She stuck out her lower lip again. “I told you, I don’t keep count.”
“Sure you do.”
“Twenty-three, not counting you.” She whipped a Glock 17 out of the kitchen drawer next to her. That same Glock 17, I imagined. “You’ll make twenty-four.”
I stared at it, swallowing. “So you are going to kill me.”
“I can’t let you walk out of here, cookie. You know that. Believe me, I’m not happy about this. I’d much rather marry you. Except, hello, you just turned me down flat.” Sonya gazed at me fondly. “Give me a kiss first, will you? One last little kiss? Because it’s going to be a long, long time before I meet anyone as adorable as you.”
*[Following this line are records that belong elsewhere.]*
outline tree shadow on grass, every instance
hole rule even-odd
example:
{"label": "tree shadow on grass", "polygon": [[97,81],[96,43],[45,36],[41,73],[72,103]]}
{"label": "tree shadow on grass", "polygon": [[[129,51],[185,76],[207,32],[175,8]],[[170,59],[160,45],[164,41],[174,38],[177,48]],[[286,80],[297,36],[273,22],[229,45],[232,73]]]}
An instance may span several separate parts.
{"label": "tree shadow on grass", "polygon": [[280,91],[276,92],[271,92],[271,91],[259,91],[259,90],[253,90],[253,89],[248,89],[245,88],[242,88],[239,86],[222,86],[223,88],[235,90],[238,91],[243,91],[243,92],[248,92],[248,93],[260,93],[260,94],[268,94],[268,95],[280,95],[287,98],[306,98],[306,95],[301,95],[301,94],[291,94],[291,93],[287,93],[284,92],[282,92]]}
That was when her front doorbell rang.
She frowned at me. “Are you expecting company?”
I nodded, my eyes never leaving the Glock. “That’ll be Lieutenant Diamond and a back-up team. I phoned him on my way down here. The house is surrounded, Sonya. And I’ve been taping this entire conversation.”
This amused her. “You’re wearing a wire? You are such a naughty boy! Now I’ll have to shoot you and flush that thing before I let him in.” She let out a sigh of regret. “And maybe you’d better hand over your gun.”
“Why don’t you hand over yours? You’ll never get away with this.”
“Of course I will.”
“Really? What will you tell him?”
“That you showed up here all drunk and crazy.…” Sonya grabbed the shawl collar of her silk robe and tore it from her shoulder, exposing one of her beautiful breasts. “That you tried to attack me…” She swept the cocoa mugs to the floor, shattering them. “And that I had to defend myself.”
“He’ll never buy it.”
“Oh, he’ll buy it.” She took a deep breath and let out the most deafening scream I’d ever heard in my life.
Now I could hear heavy pounding against the front door.
Sonya flung herself into my arms, half naked and silky. “Kiss me, Benji,” she whispered.
I kissed her feverishly, my heart hammering in my chest. It didn’t matter what she’d done. It didn’t matter who she was. At that moment, I wanted Sonya Posner more than I’d ever wanted any woman in my whole life. Truly, she had a sick hold over me.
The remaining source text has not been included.